THE ISSUES THAT LED TO THE FEDERATION OF AUSTRALIA From about 1850 – 1890 there was a strong movement for a federation of the colonies.
In about 1857, a Victorian committee stated that a'federal union' would be in the interest of all the growing colonies. However, there was not enough interest or enthusiasm for taking positive steps towards bringing the colonies together. Some people thought that the rivalry that existed between the colonies was too strong to be able to come to any agreement. Calls for greater unity grew louder as the century progressed and several reasons began to stand out as significant in the push for a federation between the colonies. Some of the reasons for federation to take place included, defense, transport, communication, the desire for white Australia and the economic advantages to be gained. Defense was raised as an issue from the 1880's.
Each colony had its own defense force and was heavily reliant on the British navy for protection. European countries were taking interest in the area and there was concern that there may be a need for a stronger and more unified defense force. Colonial government knew that it would be difficult to stop other European nations from setting up colonies.
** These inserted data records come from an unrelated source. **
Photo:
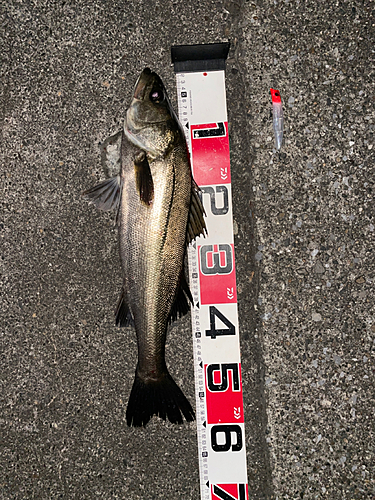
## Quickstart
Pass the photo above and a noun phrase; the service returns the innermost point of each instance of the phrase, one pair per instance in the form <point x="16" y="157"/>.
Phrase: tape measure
<point x="220" y="416"/>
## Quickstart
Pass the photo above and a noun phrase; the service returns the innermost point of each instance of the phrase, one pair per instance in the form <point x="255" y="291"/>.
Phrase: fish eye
<point x="156" y="96"/>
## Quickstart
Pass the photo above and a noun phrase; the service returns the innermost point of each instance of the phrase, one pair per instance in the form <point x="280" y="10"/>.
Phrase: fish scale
<point x="219" y="403"/>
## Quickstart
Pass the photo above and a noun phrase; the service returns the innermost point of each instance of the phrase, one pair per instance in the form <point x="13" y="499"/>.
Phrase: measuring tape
<point x="220" y="416"/>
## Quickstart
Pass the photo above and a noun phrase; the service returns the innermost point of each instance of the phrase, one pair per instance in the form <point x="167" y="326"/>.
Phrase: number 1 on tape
<point x="220" y="417"/>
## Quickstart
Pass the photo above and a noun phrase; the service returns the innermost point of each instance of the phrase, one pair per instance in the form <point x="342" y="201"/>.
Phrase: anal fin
<point x="105" y="195"/>
<point x="181" y="305"/>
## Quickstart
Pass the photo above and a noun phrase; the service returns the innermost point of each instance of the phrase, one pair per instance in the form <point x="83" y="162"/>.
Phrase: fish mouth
<point x="142" y="83"/>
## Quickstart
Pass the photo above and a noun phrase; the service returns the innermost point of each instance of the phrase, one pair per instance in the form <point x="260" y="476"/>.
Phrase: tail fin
<point x="160" y="397"/>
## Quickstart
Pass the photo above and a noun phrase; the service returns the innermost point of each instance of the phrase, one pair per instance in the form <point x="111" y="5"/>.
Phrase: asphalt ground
<point x="304" y="248"/>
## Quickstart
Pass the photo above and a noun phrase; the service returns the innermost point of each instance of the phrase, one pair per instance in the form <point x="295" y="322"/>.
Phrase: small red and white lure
<point x="278" y="118"/>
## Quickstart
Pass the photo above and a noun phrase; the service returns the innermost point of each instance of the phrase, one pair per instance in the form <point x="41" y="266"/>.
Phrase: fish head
<point x="151" y="124"/>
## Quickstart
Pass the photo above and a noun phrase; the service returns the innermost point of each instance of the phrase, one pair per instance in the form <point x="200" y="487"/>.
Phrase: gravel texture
<point x="304" y="239"/>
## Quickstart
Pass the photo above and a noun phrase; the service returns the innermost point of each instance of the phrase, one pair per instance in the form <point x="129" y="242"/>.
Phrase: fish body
<point x="159" y="213"/>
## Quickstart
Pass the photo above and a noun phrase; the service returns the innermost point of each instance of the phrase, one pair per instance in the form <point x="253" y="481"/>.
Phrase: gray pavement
<point x="304" y="243"/>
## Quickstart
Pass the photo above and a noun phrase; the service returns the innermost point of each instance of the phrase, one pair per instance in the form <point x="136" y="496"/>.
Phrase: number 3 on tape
<point x="220" y="414"/>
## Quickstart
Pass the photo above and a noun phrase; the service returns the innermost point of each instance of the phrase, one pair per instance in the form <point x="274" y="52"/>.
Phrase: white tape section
<point x="220" y="416"/>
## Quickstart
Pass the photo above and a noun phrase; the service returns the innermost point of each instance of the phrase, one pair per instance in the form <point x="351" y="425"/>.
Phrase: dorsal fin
<point x="105" y="195"/>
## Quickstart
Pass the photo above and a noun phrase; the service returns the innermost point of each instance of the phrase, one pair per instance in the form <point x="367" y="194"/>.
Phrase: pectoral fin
<point x="105" y="195"/>
<point x="143" y="178"/>
<point x="196" y="222"/>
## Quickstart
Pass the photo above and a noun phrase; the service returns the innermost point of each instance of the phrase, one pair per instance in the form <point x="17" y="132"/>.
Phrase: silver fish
<point x="159" y="212"/>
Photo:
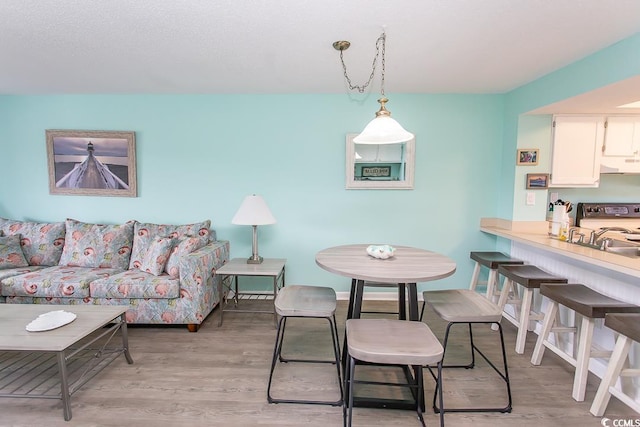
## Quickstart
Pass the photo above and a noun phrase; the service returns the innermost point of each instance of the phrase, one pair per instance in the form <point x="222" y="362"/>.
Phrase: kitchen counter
<point x="535" y="234"/>
<point x="610" y="274"/>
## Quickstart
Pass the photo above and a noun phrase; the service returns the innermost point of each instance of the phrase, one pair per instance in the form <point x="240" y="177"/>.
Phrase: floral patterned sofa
<point x="164" y="273"/>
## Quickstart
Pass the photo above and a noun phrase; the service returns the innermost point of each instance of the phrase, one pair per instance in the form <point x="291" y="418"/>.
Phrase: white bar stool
<point x="391" y="342"/>
<point x="490" y="260"/>
<point x="628" y="326"/>
<point x="528" y="278"/>
<point x="591" y="305"/>
<point x="305" y="302"/>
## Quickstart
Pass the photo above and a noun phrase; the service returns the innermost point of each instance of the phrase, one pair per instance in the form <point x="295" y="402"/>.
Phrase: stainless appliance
<point x="598" y="215"/>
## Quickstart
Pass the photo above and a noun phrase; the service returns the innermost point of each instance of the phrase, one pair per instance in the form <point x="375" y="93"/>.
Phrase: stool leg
<point x="618" y="358"/>
<point x="441" y="397"/>
<point x="582" y="362"/>
<point x="547" y="324"/>
<point x="492" y="284"/>
<point x="336" y="352"/>
<point x="352" y="368"/>
<point x="475" y="276"/>
<point x="523" y="327"/>
<point x="504" y="294"/>
<point x="417" y="369"/>
<point x="276" y="354"/>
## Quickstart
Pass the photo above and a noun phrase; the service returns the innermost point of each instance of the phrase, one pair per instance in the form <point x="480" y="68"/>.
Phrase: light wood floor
<point x="218" y="377"/>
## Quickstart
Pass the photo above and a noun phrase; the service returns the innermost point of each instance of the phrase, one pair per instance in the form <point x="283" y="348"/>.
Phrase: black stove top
<point x="607" y="211"/>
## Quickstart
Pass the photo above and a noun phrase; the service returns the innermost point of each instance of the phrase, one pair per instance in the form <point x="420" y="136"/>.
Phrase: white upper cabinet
<point x="622" y="136"/>
<point x="621" y="149"/>
<point x="576" y="151"/>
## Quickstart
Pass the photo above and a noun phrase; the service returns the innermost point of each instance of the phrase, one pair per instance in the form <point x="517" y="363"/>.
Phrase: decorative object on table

When Germany occupied the Northern part of New Guinea, some people believed that a united Australia could have kept Germany out all together. Through a federal union of the colonies, there were economical advantages to be gained. The tariff policies of the different colonies were progressively more irritating to business people. Under a federation, these would be removed and free trade would lessen the costs of production and open up new markets. Some politicians believed that the business and government of other countries, particularly Britain, would be more willing to invest and grant loans to a united Australia rather than to individual colonies.